Canadian Oil Sands Cuts Dividend

Canadian Oil Sands Limited ("COS") (COS.TO) generated cash flow from operations of $1,106 million ($2.28 per Share) in 2014 and $207 million ($0.43 per Share) during the fourth quarter of the year. Cash flow from operations in the fourth quarter was down about 47 per cent compared with the same period of 2013, largely reflecting lower crude oil prices and higher operating expenses. The decline in crude oil prices has continued into 2015 with West Texas Intermediate ("WTI") benchmark prices to date averaging US$47 per barrel. While the decline in oil prices has been significant, a weaker Canadian dollar has offset some of the impact.

In response to the price environment, Syncrude is undertaking a comprehensive review of costs. An effort was already underway at Syncrude to reduce the cost structure, but this work has intensified to identify near-term opportunities. The initial efforts have identified potential cost reductions in 2015, net to COS, of $260 million to $400 million, or about 10 to 15 per cent, in operating, development and capital costs relative to the budget COS released on December 3, 2014. COS has revised its Outlook for 2015 to incorporate $294, net to COS, of these potential cost reductions. COS does not anticipate these reductions to have an impact on production or reliability initiatives underway at Syncrude, and we are maintaining our production range of 35 million to 40 million barrels net to COS for 2015.

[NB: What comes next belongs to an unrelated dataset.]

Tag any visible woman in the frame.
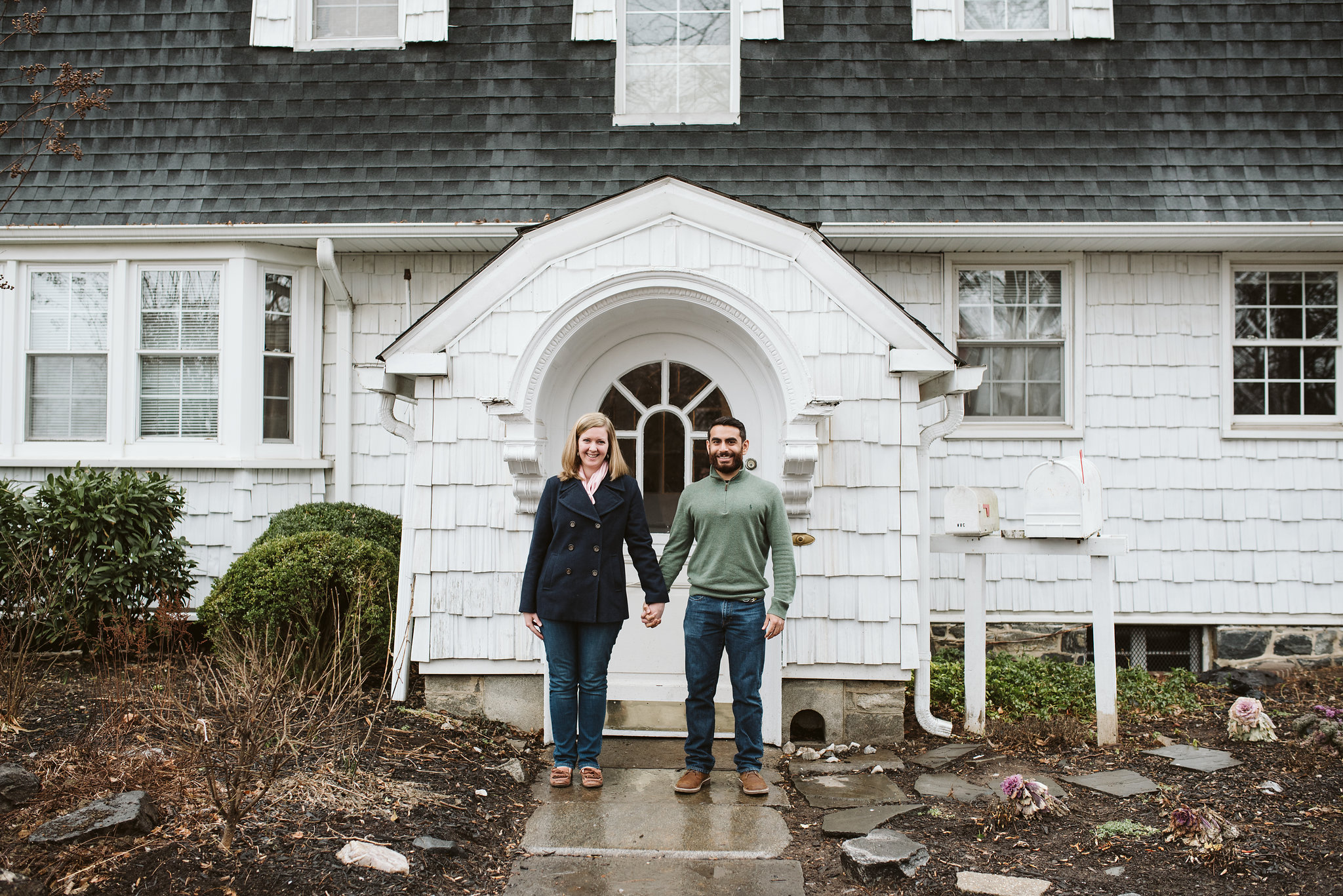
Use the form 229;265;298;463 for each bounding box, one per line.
520;414;668;787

COS is reducing its quarterly dividend to $0.05 per Share for the first quarter of 2015. COS had previously indicated its intention to reduce the quarterly dividend, based on the 2015 Budget assumptions released on December 3, 2014, to $0.20 per Share; however, crude oil prices have declined materially from the Budget assumptions, requiring a further reduction in the dividend to better align with the current price environment and as a prudent step to preserve balance sheet strength in the short and medium term.[...]

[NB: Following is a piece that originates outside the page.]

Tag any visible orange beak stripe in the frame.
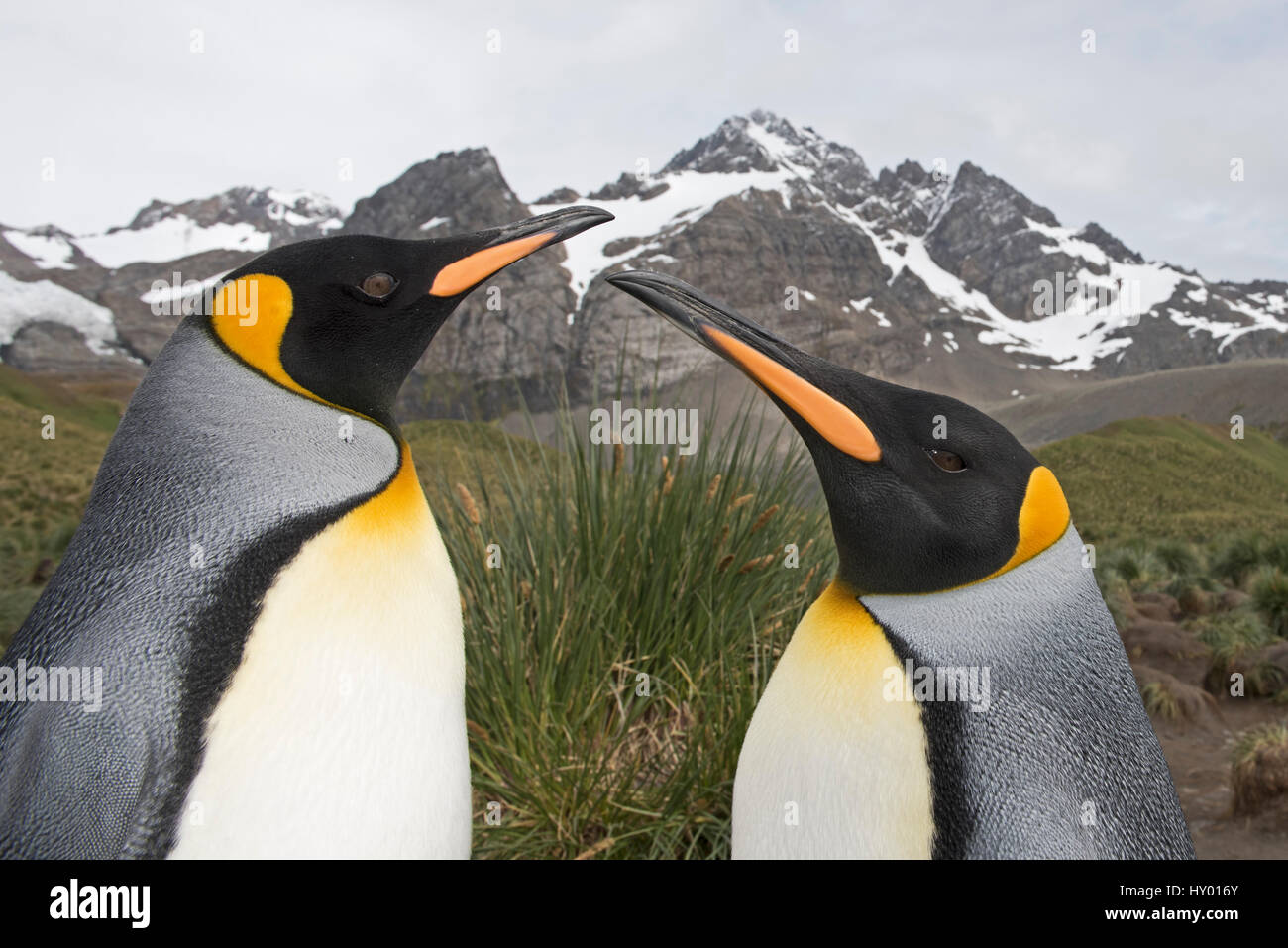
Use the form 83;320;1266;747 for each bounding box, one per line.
429;231;555;296
702;326;881;461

The estimate for operating expenses has been reduced to $1,521 million, or about $40 per barrel, based on a production estimate of 103 million barrels at Syncrude and a natural gas price assumption of $3 per gigajoule, as well as the other assumptions outlined in our guidance. The decrease is comprised of $166 million in cost reductions and $45 million due to the lower natural gas price assumption.